お墓

行き場のない言葉や気持ちの墓場です。

坂口安吾

坂口安吾が大好きです。彼が、わたしに生きること、死ぬこと、孤独であること戦うことを教えてくれました。

 

 

この三つの物語が私たちに伝えてくれる宝石の冷たさのようなものは、なにか、絶対の孤独――生存それ自体が孕んでいる絶対の孤独、そのようなものではないでしょうか。


(中略)

 

それならば、生存の孤独とか、我々のふるさとというものは、このようにむごたらしく、救いのないものでありましょうか。私はいかにも、そのように、むごたらしく、救いのないものだと思います。この暗黒の孤独には、どうしても救いがない。我々の現身は、道に迷えば、救いの家を予期して歩くことができる。けれども、この孤独は、いつも曠野をさまようだけで、救いの家を予期すらもできない。そうして、最後に、むごたらしいこと、救いがないということ、それだけが、唯一の救いなのであります。モラルがないということ自体がモラルであるようと同じように、救いがないということ自体が救いであります。
私は文学のふるさと、或いは人間のふるさとを、ここに見ます。文学はここから始まる――私は、そうも思います。


文学のふるさと

 

 

 

 

 

 

ほんとうのことというものは、ほんとうすぎるから、私はきらいだ。死ねば白骨になるという。死んでしまえばそれもでだという。こういうあたりまえすぎることは、無意味であるにすぎないものだ。
(中略)
しかし、人生は由来、あんまり円満他行なものではない。愛する人は愛してくれず、ほしいものは手に入らず、概してそういう種類のものであるが、それぐらいのことは序の口で、人間には「魂の孤独」という悪魔の国が口を広げて待っている。強者ほど、大いなる悪魔を見、争わざるを得ないものだ。


(中略)

 

人は恋愛によっても、みたされることはないのである。何度、恋をしたところで、そのつまらなさがわかるほかに偉くなるということもなさそうだ。むしろその愚劣さによって常に裏切られるばかりだろう。そのくせ、恋なしに人生は成り立たぬ。所詮人生がバカげたものなのだから、恋愛がバカげていても、恋愛のひけめになるところもない。バカは死ななきゃ治らない、というが、われわれの愚かな一生において、バカは最も尊いものであることも、また明記しなければならない。
人生において、もっとも人を慰めるものは何か。苦しみ、悲しみ、せつなさ。さすれば、バカを恐れたもうな。苦しみ、悲しみ、切なさによって、いささか、みたされる時はあるだろう。それにすら、みたさぬ魂があるというのか。ああ、孤独。それをいいたもうことなかれ。孤独は、人のふるさとだ。恋愛は、人生の花であります。
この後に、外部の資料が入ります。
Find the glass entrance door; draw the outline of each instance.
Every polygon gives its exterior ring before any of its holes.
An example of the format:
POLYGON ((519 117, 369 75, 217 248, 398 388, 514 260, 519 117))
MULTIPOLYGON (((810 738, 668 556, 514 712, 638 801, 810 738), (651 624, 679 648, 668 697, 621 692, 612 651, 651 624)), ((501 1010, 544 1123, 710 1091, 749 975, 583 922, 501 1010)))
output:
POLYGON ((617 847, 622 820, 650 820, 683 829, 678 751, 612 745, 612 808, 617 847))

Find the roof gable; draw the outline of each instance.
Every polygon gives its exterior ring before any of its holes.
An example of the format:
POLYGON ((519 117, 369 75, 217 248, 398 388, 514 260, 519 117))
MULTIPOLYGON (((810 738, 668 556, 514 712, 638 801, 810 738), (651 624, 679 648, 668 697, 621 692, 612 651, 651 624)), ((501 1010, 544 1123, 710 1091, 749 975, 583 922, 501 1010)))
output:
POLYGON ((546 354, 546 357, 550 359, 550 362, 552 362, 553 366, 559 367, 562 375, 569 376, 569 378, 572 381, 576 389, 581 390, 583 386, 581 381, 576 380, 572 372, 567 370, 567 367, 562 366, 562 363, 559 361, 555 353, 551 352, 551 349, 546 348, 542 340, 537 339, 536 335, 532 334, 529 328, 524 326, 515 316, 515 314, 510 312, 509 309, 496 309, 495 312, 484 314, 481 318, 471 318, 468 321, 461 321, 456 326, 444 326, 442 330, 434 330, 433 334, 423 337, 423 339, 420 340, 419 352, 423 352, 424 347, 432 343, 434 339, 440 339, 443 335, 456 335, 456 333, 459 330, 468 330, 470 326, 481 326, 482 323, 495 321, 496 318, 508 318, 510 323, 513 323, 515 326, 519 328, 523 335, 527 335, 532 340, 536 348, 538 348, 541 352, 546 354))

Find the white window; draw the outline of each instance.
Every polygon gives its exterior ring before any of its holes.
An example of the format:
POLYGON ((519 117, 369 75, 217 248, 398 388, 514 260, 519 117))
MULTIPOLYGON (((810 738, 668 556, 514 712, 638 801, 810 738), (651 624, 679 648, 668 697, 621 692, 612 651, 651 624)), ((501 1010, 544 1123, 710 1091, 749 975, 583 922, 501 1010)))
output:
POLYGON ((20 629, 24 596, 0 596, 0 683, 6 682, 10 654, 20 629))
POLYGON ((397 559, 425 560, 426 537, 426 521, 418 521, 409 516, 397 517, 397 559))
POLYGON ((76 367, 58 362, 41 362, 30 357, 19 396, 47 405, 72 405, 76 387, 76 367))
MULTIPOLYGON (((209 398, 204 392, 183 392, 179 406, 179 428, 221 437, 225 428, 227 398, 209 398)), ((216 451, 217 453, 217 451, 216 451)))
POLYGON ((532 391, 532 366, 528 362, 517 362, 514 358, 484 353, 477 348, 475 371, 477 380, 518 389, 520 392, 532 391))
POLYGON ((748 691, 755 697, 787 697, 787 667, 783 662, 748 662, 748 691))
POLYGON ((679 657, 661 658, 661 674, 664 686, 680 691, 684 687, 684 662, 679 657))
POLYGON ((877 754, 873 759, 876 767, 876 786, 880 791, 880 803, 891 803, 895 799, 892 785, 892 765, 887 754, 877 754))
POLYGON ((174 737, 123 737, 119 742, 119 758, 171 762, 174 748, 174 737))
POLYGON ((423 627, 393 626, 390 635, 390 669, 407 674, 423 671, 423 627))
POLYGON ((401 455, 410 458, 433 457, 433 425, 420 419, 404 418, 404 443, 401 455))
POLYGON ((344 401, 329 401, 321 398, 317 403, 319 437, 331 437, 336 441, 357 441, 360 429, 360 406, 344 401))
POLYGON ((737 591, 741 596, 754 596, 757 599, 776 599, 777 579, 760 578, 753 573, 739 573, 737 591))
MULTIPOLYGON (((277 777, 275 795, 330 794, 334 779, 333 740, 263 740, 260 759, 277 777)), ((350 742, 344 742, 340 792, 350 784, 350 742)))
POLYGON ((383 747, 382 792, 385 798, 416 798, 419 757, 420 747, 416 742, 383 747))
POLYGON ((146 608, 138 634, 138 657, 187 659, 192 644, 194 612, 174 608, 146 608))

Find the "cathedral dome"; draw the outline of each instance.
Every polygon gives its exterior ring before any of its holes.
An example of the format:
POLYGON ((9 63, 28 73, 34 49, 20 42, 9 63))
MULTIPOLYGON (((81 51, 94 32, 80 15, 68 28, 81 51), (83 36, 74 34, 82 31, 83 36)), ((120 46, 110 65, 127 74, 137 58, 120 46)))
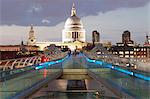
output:
POLYGON ((82 28, 83 24, 79 17, 71 16, 66 20, 65 28, 82 28))

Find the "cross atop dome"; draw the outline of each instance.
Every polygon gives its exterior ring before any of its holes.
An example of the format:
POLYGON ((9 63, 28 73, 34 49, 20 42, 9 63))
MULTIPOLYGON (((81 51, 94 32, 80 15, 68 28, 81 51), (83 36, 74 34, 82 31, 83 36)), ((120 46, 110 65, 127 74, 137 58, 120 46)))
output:
POLYGON ((74 3, 72 5, 71 16, 76 16, 76 8, 74 3))

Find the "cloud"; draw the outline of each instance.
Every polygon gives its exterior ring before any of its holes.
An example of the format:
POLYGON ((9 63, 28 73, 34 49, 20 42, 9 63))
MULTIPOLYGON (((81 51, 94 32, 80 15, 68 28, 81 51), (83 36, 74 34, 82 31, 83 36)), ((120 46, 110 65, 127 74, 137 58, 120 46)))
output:
POLYGON ((137 8, 150 0, 0 0, 0 25, 35 24, 42 26, 41 19, 51 17, 55 26, 70 15, 73 1, 81 17, 107 13, 120 8, 137 8))

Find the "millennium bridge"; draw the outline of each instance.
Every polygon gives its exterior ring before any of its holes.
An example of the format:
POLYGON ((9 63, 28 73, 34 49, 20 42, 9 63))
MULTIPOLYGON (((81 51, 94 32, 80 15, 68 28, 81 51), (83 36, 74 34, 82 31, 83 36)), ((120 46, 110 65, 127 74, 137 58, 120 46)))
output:
POLYGON ((1 60, 0 99, 150 97, 148 59, 119 58, 102 46, 75 55, 53 52, 45 62, 41 56, 1 60))

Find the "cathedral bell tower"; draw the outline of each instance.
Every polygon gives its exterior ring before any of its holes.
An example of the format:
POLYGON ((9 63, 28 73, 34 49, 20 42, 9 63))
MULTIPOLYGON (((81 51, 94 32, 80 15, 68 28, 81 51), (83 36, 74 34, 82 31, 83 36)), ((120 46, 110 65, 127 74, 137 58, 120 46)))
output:
POLYGON ((33 30, 33 25, 31 25, 27 45, 34 45, 35 43, 36 43, 36 38, 33 30))
POLYGON ((77 16, 75 4, 71 9, 71 16, 67 18, 62 30, 62 42, 85 42, 85 29, 81 19, 77 16))

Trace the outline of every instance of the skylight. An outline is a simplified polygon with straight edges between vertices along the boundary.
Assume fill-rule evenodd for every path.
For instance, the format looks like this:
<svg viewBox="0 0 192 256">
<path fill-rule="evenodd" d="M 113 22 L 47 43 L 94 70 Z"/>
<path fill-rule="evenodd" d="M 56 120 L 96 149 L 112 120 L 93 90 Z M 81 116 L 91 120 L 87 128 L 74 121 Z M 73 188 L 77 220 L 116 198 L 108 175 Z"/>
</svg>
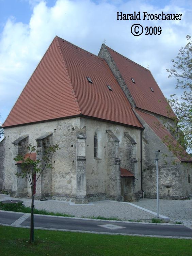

いかに退屈であろうおとも、このほかに花はない。

 

恋愛論

 

 

 

 


私は風景の中で安息したいとは思わない。また、安息し得ない人間である。私はただ人間を愛す。私を愛す。私の愛するものを愛す。徹頭徹尾、愛す。そして、私は私自身を発見しなければならないように、私の愛するものを発見しなければならないので、私は墜ちつづけ、そして、私は書きつづけるであろう。神よ、わが青春を愛する心の死に至るまで衰えざらんことを。

 

デカダン文学論』

 

 

 

 

 

 

 

 

生きることだけが、だいじである、ということ。たったこれだけのことが、わかっていない。ほんとうは、わかるとか、わからんという問題じゃない。生きるか、死ぬか、二つしか、ありゃせぬ。おまけに、死ぬほうは、ただなくなるだけで、何もないだけのことじゃないか。生きてみせ、戦い抜いてみせなければならぬ。いつでも、死ねる。そんな、つまらぬことをやるな。いいつでもできることなんか、やるもんじゃないよ。


(中略)

 

しかし、生きていると、疲れるね。かく言う私も、時に、無に帰そうと思うときが、あるですよ。戦いぬく、言うはやすく、疲れるね。しかし、度胸は、きめている。是が非でも。生きる時間を生きぬくよ。そして、戦うよ。決して、負けぬ。負けぬとは、戦う、ということです。それ以外に、勝負など、ありゃせぬ。戦っていれば、負けないのです。決して、勝てないのです。人間は、決して、勝ちません、ただ、負けないのだ。
勝とうなんて、思っちゃ、いけない。勝てるはずが、ないじゃないか。誰に、何者に、勝つつもりなんだ。
時間というものを、無限と見ては、いけないのである。そんな大ゲサな、子供の夢みたいなことを、本気に考えてはいけない。時間というものは、自分が生まれてから、死ぬまでの間です。